6.2 Termination by Spring. Spring may terminate this Agreement for any reason at the end of a Term, as defined in Section 2 herein, provided thirty (30) days written notice are given. Spring may terminate this Agreement and/or cease or suspend the provision of any Services upon default of Customer. Default expressly means: (a) the failure to pay any amount when due; (b) the filing of a petition in bankruptcy by or on behalf of the Customer or (c) any material breach of this Agreement which has not been cured after thirty (30) days prior written notice. If Spring has rightfully suspended the Services pursuant to this Section 6.2, Spring shall require a reasonable reconnection fee in order to resume delivery of the Services. If it is determined that Spring did not rightfully suspended the Services pursuant to this Section 6.2, Spring shall pay for any required reasonable reconnection fee in order to resume delivery of the Services. Termination pursuant to this Section 6.2 shall not relieve Customer of its obligation to pay all fees for Services accrued and owing up to and including the date of termination or otherwise payable pursuant to this Agreement.

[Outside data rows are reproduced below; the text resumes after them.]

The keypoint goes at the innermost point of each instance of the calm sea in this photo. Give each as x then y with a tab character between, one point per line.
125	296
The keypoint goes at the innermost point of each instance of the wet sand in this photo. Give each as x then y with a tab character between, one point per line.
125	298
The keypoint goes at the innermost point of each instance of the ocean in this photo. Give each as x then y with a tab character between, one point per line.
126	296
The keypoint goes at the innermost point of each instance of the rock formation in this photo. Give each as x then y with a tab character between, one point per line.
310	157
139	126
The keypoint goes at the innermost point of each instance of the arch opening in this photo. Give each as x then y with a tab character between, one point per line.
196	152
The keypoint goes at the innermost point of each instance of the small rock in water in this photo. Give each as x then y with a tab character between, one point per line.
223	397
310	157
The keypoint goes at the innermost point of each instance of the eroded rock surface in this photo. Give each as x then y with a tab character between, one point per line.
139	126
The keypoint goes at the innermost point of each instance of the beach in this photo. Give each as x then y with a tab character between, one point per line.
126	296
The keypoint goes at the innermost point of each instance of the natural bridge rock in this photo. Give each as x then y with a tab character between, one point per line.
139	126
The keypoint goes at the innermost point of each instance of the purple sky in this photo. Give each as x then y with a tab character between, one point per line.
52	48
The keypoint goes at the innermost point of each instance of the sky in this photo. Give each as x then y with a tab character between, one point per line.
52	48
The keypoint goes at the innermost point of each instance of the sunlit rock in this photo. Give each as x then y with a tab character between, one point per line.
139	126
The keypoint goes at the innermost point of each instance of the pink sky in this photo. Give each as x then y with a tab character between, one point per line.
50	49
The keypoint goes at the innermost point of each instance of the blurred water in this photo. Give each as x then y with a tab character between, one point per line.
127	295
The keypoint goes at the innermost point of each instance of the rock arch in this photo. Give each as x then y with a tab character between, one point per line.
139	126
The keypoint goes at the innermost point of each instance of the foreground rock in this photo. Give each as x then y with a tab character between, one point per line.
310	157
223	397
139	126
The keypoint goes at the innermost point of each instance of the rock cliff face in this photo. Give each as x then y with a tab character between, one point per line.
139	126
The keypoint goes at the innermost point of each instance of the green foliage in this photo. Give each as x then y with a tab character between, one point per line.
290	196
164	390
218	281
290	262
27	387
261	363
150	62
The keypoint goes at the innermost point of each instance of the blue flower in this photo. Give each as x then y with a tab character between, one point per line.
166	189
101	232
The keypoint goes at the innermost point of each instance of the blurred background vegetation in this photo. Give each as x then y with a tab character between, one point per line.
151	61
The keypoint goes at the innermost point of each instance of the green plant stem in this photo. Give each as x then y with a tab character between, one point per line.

7. Miscellaneous Provisions.
7.1 Force Majeure. Except for the obligation to make payments, neither party will be liable for any failure or delay in its performance under this Agreement due to any cause beyond its reasonable control, including acts of war, acts of God, earthquake, flood, embargo, riot, sabotage, labor shortage or dispute, governmental act or failure of the Internet (not resulting from the actions or inactions of Spring), provided that the delayed party: (a) gives the other party prompt notice of such cause, and (b) uses its reasonable commercial efforts to promptly correct such failure or delay in performance. If Spring is unable to provide Service(s) for a period of thirty (30) consecutive days as a result of a continuing force majeure event, Customer may cancel the Service(s).
7.2 Marketing. Each of the parties agrees that with prior written permission of the other party, it may list, as a marketing reference, the other party’s name, location, type of business and contact person in any external media, whether in print or otherwise, during the term of this Agreement and for a period of two (2) years following the termination or expiration date of this Agreement.
7.3 Assignment. Either party may assign this Agreement in whole as part of a corporate reorganization, consolidation, merger, or sale of substantially all of its assets. Except as provided in this Section 7.3, neither party may assign its rights or delegate its duties under this Agreement either in whole or in part without the prior written consent of the other party, such consent not to be unreasonably withheld. Notwithstanding the foregoing, Spring may delegate the performance of certain Services to third parties, provided Spring controls the delivery of such Services to Customer and remains responsible to Customer for the delivery of such Services. This Agreement will bind and inure to the benefit of each party's successors and permitted assigns.
7.4 Governing Law; Dispute Resolution. This Agreement is made under and will be governed by and construed in accordance with the laws of the State of New York and specifically excluding from application to this Agreement that law known as the United Nations Convention on the International Sale of Goods. If it becomes necessary for either party to institute any legal action against the other party, the prevailing party in such action shall be entitled to its reasonable attorney’s fees and costs.